Pollster Bernie Pinsonat said of Foster, “He has a connection with voters that is real. He’s the kind of guy that everybody in the state would like to have as a next door neighbor. They just think he’s one of them.”
Foster said later, “I’m simply doing what I said I would do: trying to make this state a place where families and businesses, especially small businesses can grow and prosper, a place people can be proud to call home.”
My first personal experience with Foster came during a legislative session I was covering. Vic Stelly of Moss Bluff was a local state representative at the time, and he walked over to where I was working and said the governor would like to see me.
“I’m pretty busy right now,” I told Stelly, who walked back to his desk. However, he came back in a few minutes and just said, “Jim, he is the governor.”
That really got my attention and I quickly made my way to Foster’s fourth-floor office. The governor and I spent some quality time together, and it was just the two of us trying to become better acquainted. That is rare for most public officials who like to have public relations or other staff members present.
Sitting down and chatting with Gov. Mike Foster for an hour and a half, I could understand why the man continued to register a phenomenal voting approval rating after nearly two years in office. What you saw is what you got. Foster was down-toearth, and he didn’t pull any punches. His willingness to take a stand, even when you disagreed with his position, was refreshing.”
I told Gov. Foster that eight years of integrity and progress by his administration could set a pattern that future governors might find difficult to change.
Foster’s support of a pre-kindergarten program for at-risk boys and girls, was one of his major achievements.
“According to our secretary of corrections, research clearly shows that the lowest prison populations are found in the states with the best pre-K programs,” Foster said. “If we had a choice, would you rather spend money on educating children or on incarcerating criminals?”

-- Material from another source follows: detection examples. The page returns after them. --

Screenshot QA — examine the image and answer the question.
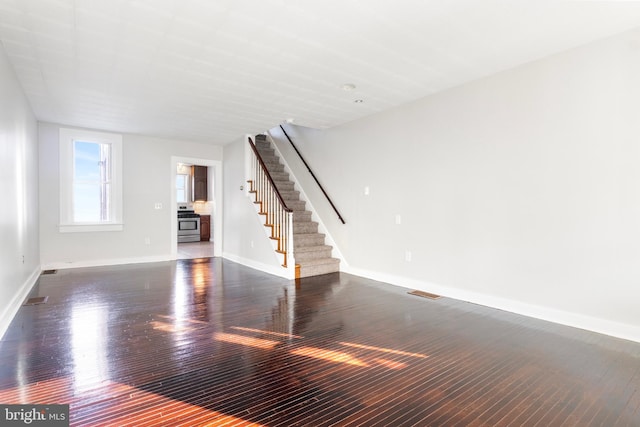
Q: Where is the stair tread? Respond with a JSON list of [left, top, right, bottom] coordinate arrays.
[[293, 245, 333, 254], [296, 258, 340, 267]]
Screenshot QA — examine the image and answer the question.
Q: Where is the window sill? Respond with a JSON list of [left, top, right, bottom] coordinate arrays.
[[58, 223, 124, 233]]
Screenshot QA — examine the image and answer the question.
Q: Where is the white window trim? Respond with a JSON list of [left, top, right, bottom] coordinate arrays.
[[58, 128, 124, 233]]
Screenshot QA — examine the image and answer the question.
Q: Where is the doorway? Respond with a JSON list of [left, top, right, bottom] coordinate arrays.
[[170, 156, 222, 259]]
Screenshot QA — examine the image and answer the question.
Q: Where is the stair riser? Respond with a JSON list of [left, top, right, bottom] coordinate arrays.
[[274, 180, 300, 191], [293, 221, 318, 234], [300, 263, 340, 277], [293, 211, 311, 223], [293, 248, 331, 263], [293, 233, 324, 247]]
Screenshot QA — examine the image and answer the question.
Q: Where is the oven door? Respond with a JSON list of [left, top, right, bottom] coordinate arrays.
[[178, 218, 200, 236]]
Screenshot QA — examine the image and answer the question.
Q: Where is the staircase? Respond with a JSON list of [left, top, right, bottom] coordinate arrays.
[[256, 135, 340, 277]]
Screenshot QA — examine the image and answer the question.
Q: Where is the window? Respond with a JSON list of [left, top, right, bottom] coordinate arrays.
[[60, 129, 122, 232]]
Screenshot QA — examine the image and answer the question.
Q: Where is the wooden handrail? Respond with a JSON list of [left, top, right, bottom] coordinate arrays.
[[280, 125, 346, 224], [249, 138, 293, 212]]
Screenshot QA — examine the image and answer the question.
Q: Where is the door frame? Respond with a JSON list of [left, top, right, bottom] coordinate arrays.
[[169, 156, 223, 259]]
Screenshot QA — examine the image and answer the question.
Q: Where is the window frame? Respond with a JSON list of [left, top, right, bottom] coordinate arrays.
[[58, 128, 124, 233]]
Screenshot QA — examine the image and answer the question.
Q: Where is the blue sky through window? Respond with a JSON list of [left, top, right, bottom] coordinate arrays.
[[73, 141, 102, 222]]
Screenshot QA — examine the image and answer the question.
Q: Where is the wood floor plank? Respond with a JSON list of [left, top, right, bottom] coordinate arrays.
[[0, 258, 640, 427]]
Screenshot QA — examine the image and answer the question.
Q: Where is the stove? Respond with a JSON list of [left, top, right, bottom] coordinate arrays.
[[178, 209, 200, 243]]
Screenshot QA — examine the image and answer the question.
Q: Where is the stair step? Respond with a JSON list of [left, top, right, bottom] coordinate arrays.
[[272, 181, 300, 191], [293, 211, 312, 223], [293, 233, 324, 247], [280, 190, 300, 202], [299, 258, 340, 278], [293, 221, 318, 234], [271, 172, 293, 182], [293, 245, 333, 264]]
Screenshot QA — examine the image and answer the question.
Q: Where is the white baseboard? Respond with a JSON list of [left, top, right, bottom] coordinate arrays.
[[0, 266, 42, 339], [222, 252, 295, 279], [42, 255, 176, 270], [342, 268, 640, 342]]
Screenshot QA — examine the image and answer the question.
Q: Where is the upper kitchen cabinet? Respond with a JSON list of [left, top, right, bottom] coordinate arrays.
[[191, 166, 208, 202]]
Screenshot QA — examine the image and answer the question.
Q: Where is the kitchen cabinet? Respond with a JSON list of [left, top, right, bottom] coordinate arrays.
[[200, 215, 211, 242], [191, 165, 208, 202]]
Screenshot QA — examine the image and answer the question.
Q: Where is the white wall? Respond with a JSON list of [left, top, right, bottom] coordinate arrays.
[[223, 138, 289, 277], [0, 44, 40, 338], [38, 123, 222, 268], [278, 31, 640, 341]]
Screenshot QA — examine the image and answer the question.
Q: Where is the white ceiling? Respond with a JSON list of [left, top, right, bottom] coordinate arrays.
[[0, 0, 640, 144]]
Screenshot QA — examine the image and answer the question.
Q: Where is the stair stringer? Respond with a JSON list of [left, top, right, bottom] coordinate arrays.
[[265, 130, 349, 270], [243, 135, 296, 279]]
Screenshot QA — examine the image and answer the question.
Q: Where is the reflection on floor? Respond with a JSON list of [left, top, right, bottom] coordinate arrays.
[[0, 260, 640, 427], [178, 242, 213, 259]]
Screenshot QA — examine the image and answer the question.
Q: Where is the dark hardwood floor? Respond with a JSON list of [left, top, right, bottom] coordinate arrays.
[[0, 258, 640, 426]]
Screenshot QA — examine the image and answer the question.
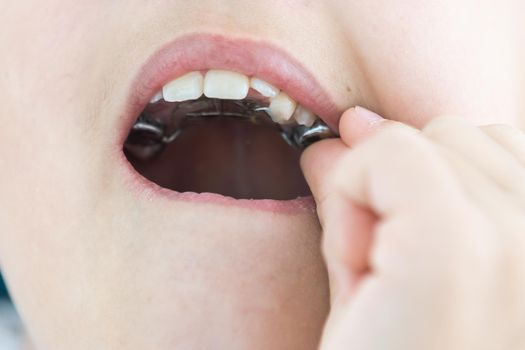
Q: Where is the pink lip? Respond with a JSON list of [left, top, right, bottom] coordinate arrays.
[[118, 33, 341, 211]]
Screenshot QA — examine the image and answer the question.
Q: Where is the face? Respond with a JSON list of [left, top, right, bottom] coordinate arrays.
[[0, 0, 524, 349]]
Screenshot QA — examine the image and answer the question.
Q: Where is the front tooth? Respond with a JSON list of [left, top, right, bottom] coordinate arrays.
[[269, 92, 297, 123], [204, 70, 250, 100], [294, 106, 317, 127], [162, 72, 204, 102], [149, 90, 163, 103], [250, 78, 279, 98]]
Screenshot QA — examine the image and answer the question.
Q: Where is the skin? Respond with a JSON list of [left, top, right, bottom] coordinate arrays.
[[0, 0, 525, 350]]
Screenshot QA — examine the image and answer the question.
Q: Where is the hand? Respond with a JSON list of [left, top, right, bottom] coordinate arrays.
[[302, 108, 525, 350]]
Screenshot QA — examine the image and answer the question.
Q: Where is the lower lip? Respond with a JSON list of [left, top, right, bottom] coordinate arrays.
[[116, 34, 332, 213]]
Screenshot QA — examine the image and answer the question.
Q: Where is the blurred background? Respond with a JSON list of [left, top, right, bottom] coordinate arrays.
[[0, 274, 24, 350]]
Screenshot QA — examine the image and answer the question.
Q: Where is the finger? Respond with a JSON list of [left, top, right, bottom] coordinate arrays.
[[301, 139, 348, 200], [480, 124, 525, 166], [301, 140, 376, 299], [339, 107, 415, 147], [422, 116, 525, 194], [316, 123, 471, 285]]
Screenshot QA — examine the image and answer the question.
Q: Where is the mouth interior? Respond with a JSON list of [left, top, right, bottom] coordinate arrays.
[[124, 97, 310, 200]]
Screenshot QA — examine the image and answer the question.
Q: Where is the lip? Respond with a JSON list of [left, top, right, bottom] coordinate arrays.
[[118, 33, 336, 211]]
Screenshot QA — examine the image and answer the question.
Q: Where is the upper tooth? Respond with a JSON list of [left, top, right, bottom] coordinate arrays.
[[250, 78, 279, 98], [294, 106, 317, 127], [162, 72, 204, 102], [149, 90, 163, 103], [204, 70, 250, 100], [269, 92, 297, 123]]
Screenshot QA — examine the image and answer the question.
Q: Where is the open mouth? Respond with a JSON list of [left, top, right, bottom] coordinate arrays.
[[123, 36, 336, 200]]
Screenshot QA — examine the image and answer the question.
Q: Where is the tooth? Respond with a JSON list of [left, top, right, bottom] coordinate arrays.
[[269, 92, 297, 123], [204, 70, 250, 100], [149, 90, 164, 103], [250, 78, 279, 98], [162, 72, 204, 102], [294, 106, 317, 127]]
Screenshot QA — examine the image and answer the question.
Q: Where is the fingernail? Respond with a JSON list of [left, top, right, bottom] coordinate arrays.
[[354, 106, 384, 124]]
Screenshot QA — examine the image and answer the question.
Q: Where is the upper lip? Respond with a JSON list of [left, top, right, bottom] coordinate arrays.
[[119, 33, 342, 143]]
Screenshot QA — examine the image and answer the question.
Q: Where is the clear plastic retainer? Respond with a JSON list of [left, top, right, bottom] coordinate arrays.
[[124, 98, 338, 160]]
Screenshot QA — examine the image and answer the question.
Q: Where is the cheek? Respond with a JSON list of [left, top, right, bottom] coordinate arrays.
[[330, 0, 520, 127]]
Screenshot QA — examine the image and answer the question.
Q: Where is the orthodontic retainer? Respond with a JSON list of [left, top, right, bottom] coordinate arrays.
[[124, 97, 338, 160]]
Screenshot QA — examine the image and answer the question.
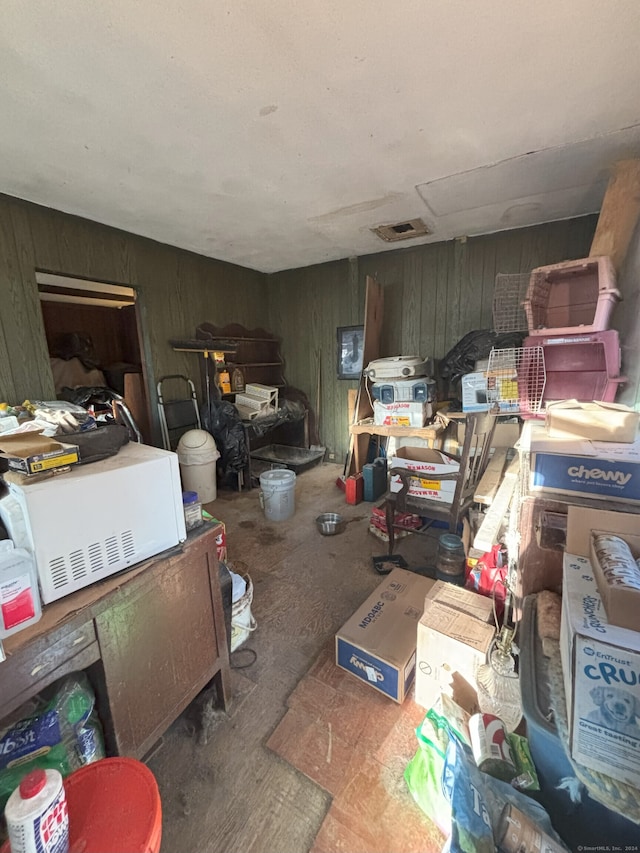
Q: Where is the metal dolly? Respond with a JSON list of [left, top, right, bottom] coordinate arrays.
[[157, 373, 202, 450]]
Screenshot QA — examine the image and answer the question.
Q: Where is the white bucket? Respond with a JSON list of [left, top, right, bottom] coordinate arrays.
[[231, 575, 258, 652], [177, 429, 220, 504], [260, 468, 296, 521]]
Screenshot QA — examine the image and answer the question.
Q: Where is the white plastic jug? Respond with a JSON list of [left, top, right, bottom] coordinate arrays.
[[260, 468, 296, 521], [0, 539, 42, 640]]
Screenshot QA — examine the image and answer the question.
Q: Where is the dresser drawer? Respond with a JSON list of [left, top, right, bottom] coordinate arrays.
[[0, 617, 100, 719]]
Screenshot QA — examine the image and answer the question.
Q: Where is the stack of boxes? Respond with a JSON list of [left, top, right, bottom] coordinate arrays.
[[235, 382, 278, 421]]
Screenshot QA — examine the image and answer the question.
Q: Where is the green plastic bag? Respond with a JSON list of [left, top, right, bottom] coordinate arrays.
[[0, 672, 105, 812], [404, 696, 469, 836]]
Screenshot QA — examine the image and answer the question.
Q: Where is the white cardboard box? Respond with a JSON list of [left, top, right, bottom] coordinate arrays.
[[415, 591, 495, 709], [460, 371, 520, 412], [560, 554, 640, 787], [373, 400, 432, 427], [389, 447, 460, 503], [336, 569, 435, 702], [519, 421, 640, 503]]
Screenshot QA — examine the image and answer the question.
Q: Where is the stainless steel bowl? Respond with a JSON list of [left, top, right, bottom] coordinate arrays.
[[316, 512, 347, 536]]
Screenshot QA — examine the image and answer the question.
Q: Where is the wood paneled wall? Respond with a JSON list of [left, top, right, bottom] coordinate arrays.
[[0, 196, 267, 440], [0, 196, 596, 461], [269, 216, 597, 462]]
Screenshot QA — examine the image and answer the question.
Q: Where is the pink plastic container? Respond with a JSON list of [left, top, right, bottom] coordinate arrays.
[[524, 255, 621, 336], [524, 329, 626, 412]]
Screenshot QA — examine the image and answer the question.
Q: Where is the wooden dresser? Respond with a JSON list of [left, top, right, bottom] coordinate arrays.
[[0, 524, 230, 758]]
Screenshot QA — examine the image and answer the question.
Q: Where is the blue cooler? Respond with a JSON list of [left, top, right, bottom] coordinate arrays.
[[519, 595, 640, 851]]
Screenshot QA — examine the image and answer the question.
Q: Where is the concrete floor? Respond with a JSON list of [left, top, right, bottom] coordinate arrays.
[[148, 464, 435, 853]]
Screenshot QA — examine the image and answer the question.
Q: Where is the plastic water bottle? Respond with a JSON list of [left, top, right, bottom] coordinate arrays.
[[4, 768, 69, 853]]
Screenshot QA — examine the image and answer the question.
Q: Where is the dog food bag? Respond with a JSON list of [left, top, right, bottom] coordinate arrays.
[[442, 736, 566, 853], [593, 533, 640, 590]]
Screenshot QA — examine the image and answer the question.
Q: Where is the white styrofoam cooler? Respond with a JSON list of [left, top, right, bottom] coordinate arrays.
[[364, 355, 429, 382], [371, 376, 436, 404]]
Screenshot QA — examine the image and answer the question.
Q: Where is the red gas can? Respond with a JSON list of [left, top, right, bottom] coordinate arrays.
[[345, 474, 364, 504]]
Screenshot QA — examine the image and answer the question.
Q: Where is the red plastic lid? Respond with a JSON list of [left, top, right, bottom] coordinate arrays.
[[20, 768, 47, 800], [64, 758, 162, 853]]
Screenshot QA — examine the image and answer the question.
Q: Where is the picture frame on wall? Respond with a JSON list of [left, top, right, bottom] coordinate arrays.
[[337, 326, 364, 379]]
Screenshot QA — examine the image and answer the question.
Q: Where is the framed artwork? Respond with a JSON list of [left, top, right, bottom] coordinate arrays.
[[338, 326, 364, 379]]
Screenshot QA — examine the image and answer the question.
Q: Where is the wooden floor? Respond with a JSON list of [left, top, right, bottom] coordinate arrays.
[[148, 464, 441, 853]]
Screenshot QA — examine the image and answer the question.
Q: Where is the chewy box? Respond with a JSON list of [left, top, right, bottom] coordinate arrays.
[[336, 569, 434, 702], [416, 581, 495, 709], [560, 554, 640, 787], [389, 447, 460, 503], [520, 421, 640, 503]]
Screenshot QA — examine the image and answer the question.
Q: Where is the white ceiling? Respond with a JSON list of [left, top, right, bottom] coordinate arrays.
[[0, 0, 640, 272]]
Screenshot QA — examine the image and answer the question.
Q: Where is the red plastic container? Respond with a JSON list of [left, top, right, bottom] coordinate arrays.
[[524, 329, 626, 412], [524, 255, 621, 336], [64, 758, 162, 853], [345, 474, 364, 504]]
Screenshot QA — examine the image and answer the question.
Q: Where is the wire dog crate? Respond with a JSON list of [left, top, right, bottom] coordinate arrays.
[[493, 273, 530, 333], [487, 346, 546, 417]]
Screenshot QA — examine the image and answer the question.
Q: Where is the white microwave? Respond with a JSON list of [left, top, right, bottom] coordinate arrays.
[[0, 442, 186, 604]]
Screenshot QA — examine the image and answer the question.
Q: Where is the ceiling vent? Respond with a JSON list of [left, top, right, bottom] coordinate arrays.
[[371, 219, 431, 243]]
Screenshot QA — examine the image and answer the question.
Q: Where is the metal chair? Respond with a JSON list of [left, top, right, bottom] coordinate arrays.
[[385, 412, 496, 554]]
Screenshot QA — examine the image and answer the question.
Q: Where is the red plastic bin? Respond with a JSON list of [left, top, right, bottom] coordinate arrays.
[[524, 255, 621, 336], [524, 329, 626, 412]]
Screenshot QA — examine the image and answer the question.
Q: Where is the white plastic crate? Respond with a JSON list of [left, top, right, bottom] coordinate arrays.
[[235, 394, 269, 412], [236, 403, 275, 421]]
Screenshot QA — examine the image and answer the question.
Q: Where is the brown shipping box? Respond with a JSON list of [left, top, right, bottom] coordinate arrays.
[[425, 581, 493, 624], [0, 432, 79, 474], [336, 569, 435, 702], [416, 593, 495, 711]]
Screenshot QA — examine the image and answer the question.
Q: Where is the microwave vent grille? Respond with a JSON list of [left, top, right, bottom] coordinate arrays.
[[69, 549, 88, 581], [122, 530, 136, 560], [49, 530, 136, 589], [49, 557, 68, 589], [87, 542, 104, 574]]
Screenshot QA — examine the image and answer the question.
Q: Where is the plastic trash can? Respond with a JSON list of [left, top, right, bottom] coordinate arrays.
[[177, 429, 220, 504]]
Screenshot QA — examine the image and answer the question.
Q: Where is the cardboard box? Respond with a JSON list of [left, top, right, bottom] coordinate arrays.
[[0, 432, 80, 474], [336, 569, 434, 703], [495, 803, 566, 853], [425, 581, 493, 625], [389, 447, 460, 503], [519, 421, 640, 503], [545, 400, 640, 444], [567, 506, 640, 632], [451, 415, 522, 453], [373, 400, 433, 427], [560, 554, 640, 787], [461, 371, 520, 412], [416, 593, 495, 709]]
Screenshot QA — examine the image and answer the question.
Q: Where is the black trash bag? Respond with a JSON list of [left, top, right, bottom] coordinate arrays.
[[200, 400, 249, 488], [249, 400, 305, 436], [439, 329, 526, 382]]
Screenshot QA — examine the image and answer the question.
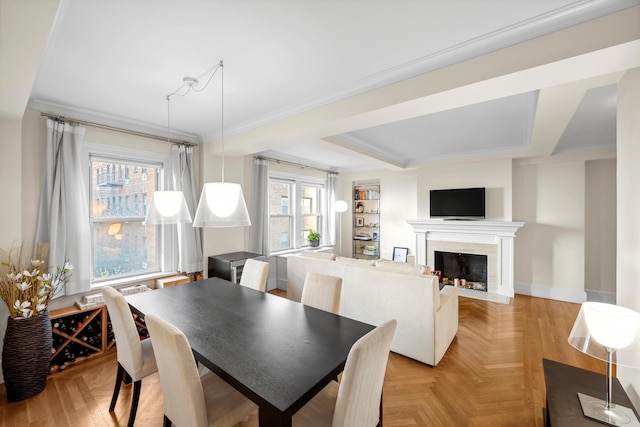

Foster supported two other major education initiatives that are part of his legacy. He supported creation of the Taylor Opportunity Program for Students (TOPS scholarships) and creation of the Louisiana Community and Technical College System that serves those not needing a four-year college degree.
Support of Vic Stelly’s plan to swap income taxes for state sales taxes on food, prescription drugs and utilities was another smart move by Foster. When voters approved the plan in 2002, Foster called it the upset of the century.
Unfortunately, legislators repealed the income tax increase part of the Stelly plan in 2008, and that created eight years of state budget and financial instability. Gains made in K-12 and higher education during the Foster and Gov. Kathleen Blanco years were wiped out during the Bobby Jindal administration.
Budget problems weren’t solved until Democratic Gov. John Bel Edwards and the Legislature in 2018 increased the state sales tax by 0.45 percent.
Having covered the state’s governors since John McKeithen’s second term in 1968, I am convinced that Foster’s eight years recorded some of the most significant achievements during those 52 years. However, most of all, he will be remembered as a country gentleman who loved his state and served it well.